La Presse a obtenu hier une lettre ouverte intitulée «Blackface: il est temps d'en finir», signée par l'organisme Diversité artistique Montréal (DAM) et plusieurs artistes francophones, anglophones et membres de la communauté noire ainsi que par des théâtres anglophones de Montréal. Les signataires demandent une nouvelle fois à la direction du Rideau Vert «de poser un geste d'ouverture, de tendre une main».

«Il ne s'agit pas de traiter quiconque de raciste, mais bien plutôt de dénoncer le recours à une pratique dont la connotation est raciste, indépendamment de la volonté de l'auteur», dit la lettre.

Piquée au vif, Mme Filiatrault a accepté pour la première fois de s'exprimer sur cette controverse, qui a débuté en décembre dernier alors que la pièce était toujours à l'affiche.

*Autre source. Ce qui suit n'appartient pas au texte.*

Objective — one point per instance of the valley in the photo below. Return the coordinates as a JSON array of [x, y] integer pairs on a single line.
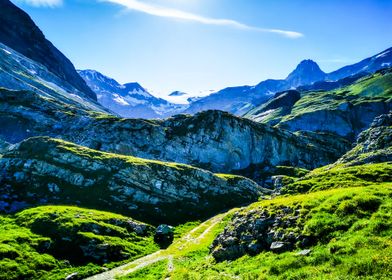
[[99, 180]]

«Écoutez, ce n'était pas un blackface, a-t-elle déclaré à La Presse. Je n'aurais jamais cru que tout ça arriverait. Tout le monde me connaît. J'ai 83 ans, j'ai 60 ans de carrière. J'ai été la première à engager un Noir à la télévision [Normand Brathwaite]. Dès que j'en ai la chance, je les engage, parce qu'ils sont bourrés de talent.»

«De me faire dire "vous faites des blackface", je suis scandalisée, outrée et humiliée. En tant que directrice du Rideau Vert, je n'ai jamais fait ça, je ne ferai jamais ça de ma vie.»

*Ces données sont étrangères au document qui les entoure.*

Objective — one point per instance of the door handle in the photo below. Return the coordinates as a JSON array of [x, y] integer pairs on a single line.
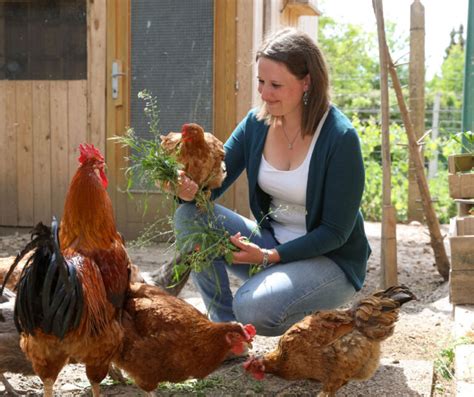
[[116, 73]]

Questionnée à savoir si ce débat allait changer la façon de procéder pour les prochaines revues de l'année, Mme Filiatrault s'est montrée catégorique: «On n'en mettra plus, de Noirs. D'abord, je vais vous dire une chose: je fais un rôle qui dure 12 secondes. Pensez-vous que j'aurais engagé un Noir pour 12 secondes ? On n'a pas les moyens, on n'a pas de subventions; elles sont minimes. Et on ne peut quand même pas lui faire jouer le rôle du maire de Montréal, comme disait mon metteur en scène !»

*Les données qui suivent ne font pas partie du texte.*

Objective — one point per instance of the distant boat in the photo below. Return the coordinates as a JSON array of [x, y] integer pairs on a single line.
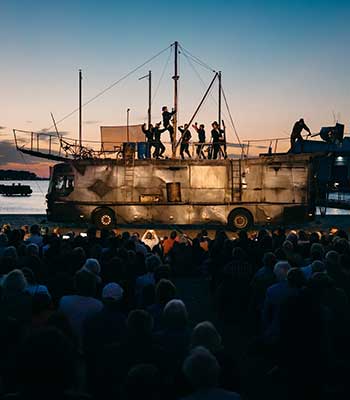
[[15, 190]]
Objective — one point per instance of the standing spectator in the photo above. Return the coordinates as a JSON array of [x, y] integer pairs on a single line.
[[78, 307]]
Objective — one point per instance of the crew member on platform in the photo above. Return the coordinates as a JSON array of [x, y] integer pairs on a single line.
[[184, 141], [201, 139], [149, 139], [296, 132], [166, 121], [217, 136], [159, 146]]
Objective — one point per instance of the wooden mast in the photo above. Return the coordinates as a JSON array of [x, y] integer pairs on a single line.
[[80, 109], [176, 78]]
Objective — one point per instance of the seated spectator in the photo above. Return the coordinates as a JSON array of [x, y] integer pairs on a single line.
[[15, 302], [33, 287], [46, 367], [202, 371], [144, 381], [78, 307], [205, 334], [136, 348], [93, 267], [152, 263], [165, 291], [276, 295], [35, 236], [175, 336]]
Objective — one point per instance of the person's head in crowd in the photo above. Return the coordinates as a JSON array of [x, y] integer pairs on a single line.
[[78, 258], [205, 334], [314, 237], [293, 238], [287, 246], [3, 240], [139, 325], [152, 263], [144, 381], [32, 250], [165, 291], [112, 293], [85, 284], [269, 260], [14, 282], [296, 278], [201, 369], [175, 315], [11, 252], [316, 252], [281, 270], [318, 266], [35, 230], [341, 246], [162, 272], [46, 364], [238, 255], [331, 261], [344, 262]]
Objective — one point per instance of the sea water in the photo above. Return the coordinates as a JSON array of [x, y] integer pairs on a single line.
[[34, 204]]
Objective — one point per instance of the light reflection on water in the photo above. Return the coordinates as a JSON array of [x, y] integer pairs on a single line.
[[36, 203]]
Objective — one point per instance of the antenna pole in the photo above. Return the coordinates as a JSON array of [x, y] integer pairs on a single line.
[[176, 78], [80, 109], [127, 125], [219, 100], [149, 98]]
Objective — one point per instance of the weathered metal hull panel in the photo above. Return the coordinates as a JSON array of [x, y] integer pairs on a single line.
[[138, 194]]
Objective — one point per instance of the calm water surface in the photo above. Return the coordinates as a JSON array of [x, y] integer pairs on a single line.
[[34, 204]]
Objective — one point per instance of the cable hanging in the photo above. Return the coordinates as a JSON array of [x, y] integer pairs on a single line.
[[111, 85]]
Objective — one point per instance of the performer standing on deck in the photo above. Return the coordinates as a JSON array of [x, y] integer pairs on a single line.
[[166, 121], [185, 140], [296, 132], [201, 139]]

«Je ne savais pas que les gens étaient malades et mesquins à ce point-là. Je suis à bout. C'est épouvantable. On dit "oui, mais P.K. est noir", mais je ne vais pas le mettre en jaune ou en vert ! Il n'y en aura plus de personnages noirs, c'est terminé. Les gens n'ont plus le même humour, ou c'est moi qui suis trop vieille.»

«Just stop»

Parmi les signataires de la lettre ouverte se trouvent deux grands théâtres anglophones de Montréal, le Centaur et le Centre Segal des arts de la scène. La directrice artistique de ce dernier, Lisa Rubin, avait cette recommandation à faire, hier: «Just stop.»

«L'utilisation d'un blackface est offensante pour la communauté noire. Ce n'est pas une question de liberté artistique ou quoi que ce soit. C'est une pratique blessante, comme l'utilisation du mot "nègre". Il ne faut plus faire ça.»

Elle est convaincue que le Rideau Vert ne voulait pas «blesser des gens». « Nous aimons ce théâtre, nous adorons ses spectacles. Mais un blackface, ça heurte», a-t-elle ajouté.

Selon Deborah Forde, directrice générale de la Quebec Drama Federation (QDF), les Québécois francophones ne savent pas qu'il y a eu de l'esclavage dans leur province, «une ignorance importante» qui n'aide pas à changer les mentalités.

«On nous l'enseigne dans les écoles anglophones, mais je ne crois pas que ce soit le cas dans les écoles francophones. Il y a eu des esclaves, ici, à Montréal. Dans la communauté anglophone, au Canada et aux États-Unis, si on met en scène un blackface, notre carrière est tout simplement terminée. Over !», s'est-elle exclamée.

«Je ne crois pas que le Rideau Vert ait voulu heurter les gens, mais il l'a fait», a pour sa part indiqué Quincy Armorer, directeur artistique du Black Theatre Workshop.

«Il faut reconnaître que ce genre de geste nous blesse, me blesse aussi, moi, personnellement. Nous devrions avoir une discussion collective sur ce sujet, à Montréal.»